Though short-lived as a movement (roughly 1880 to 1914), Art Nouveau had a lasting influence on Western design. Like the Arts and Crafts movement that preceded and ran concurrently with it, Art Nouveau was a rejection of the fussy ornamentation of the Victorian Era, as well as the dehumanizing effects of the Industrial Revolution. But whereas Arts and Crafts was reductive, Art Nouveau was exuberant, poaching elements of its overall aesthetic and numerous motifs from sources as varied as Japanese art and the botanical world.

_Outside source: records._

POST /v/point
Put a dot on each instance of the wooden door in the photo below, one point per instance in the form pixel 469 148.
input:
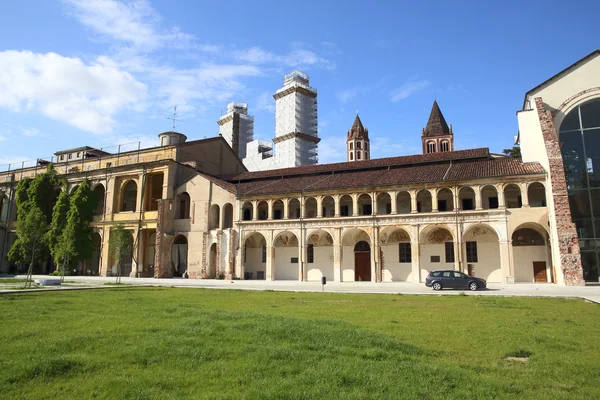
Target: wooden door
pixel 539 271
pixel 362 266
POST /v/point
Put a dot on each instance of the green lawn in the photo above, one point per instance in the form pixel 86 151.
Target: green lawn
pixel 167 343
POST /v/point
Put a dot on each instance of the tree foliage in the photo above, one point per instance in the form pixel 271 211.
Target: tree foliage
pixel 119 246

Given its preoccupation with organic, fluid forms, Art Nouveau would not seem well suited to metalwork. In fact, metal was one of its earliest applications, as seen in the vinelike, iron staircase railings designed by Victor Horta for early 1890s Belgian homes. A French architect named Hector Guimard took this impulse even further when, at the beginning of the 20th century, he designed many of the entrances for the Paris Metro. Walking beneath their glass-and-cast-iron awnings was like stepping into an Art Nouveau print by Alphonse Mucha or Jules Chéret.
In terms of decorative objects, silver was used to produce repousséd and chased pieces of jewelry, flatware, mugs, candlesticks, and bowls by manufacturers such as Gorham. Pewter was hammered into the shapes of tureens, as well as mirror and picture frames, while bronze was cast by Tiffany into lamp bases that supported and accentuated their stained-glass shades. And then there were companies like Liberty & Co. in the U.K., which cranked out cigarette cases, match holders, and clocks in both Arts and Crafts and Art Nouveau styles, ironically, perhaps, bringing these movements that spurned mass-production techniques to the masses.